Volume question

Question

A box holds small cube shaped blocks that are the same size. Kim tires tk build a large cube out of the small blocks but finds that she needs 6 more blocks. Takashi builds a different sized cube out of the same amount of blocks and finds that she has 85 blocks left. How many blocks are in the box?

Answer 1

Let Kim be building a cube of side $x$ and Takashi be building a cube of side $y$ where $y<x$.

So $x^3 -6 = y^3 + 85$

$x^3 - y^3 = 91$

$(x-y)(x^2 + xy +y^2) = (7)(13) = (1)(91)$

where the RHS has been factorised in the only two unique ways among natural numbers.

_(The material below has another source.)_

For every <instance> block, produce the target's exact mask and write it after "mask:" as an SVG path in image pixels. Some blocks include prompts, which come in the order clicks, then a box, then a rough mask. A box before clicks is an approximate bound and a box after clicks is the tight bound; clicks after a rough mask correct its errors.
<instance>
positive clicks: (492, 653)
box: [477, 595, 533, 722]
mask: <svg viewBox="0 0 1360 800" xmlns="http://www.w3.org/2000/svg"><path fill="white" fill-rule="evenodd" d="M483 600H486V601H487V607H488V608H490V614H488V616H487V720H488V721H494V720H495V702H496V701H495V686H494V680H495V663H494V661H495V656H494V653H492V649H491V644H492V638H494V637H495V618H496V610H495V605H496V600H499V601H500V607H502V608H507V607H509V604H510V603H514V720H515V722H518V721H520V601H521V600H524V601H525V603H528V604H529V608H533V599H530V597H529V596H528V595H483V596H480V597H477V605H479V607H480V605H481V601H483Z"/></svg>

Now try $x-y = 7 \implies x = y + 7$ and then $x-y = 1 \implies x = y+1$, substitute those into the equation and solve the resulting respective quadratics arising from the second factor on the LHS. You'll find the only admissible solution to be $x = 6, y = 5$, so the number of blocks is $210$.

Answer 2

Say there are $k$ blocks in the box.

Say Kim tries to build a cube of side $n$, so: $n^3 = k+6$

Say Takashi tries to build a cube of side $m$, so: $m^3= k-85$

Where $k, m, n$ are all integers. Oh, and we can see: $n^3-m^3 = 91$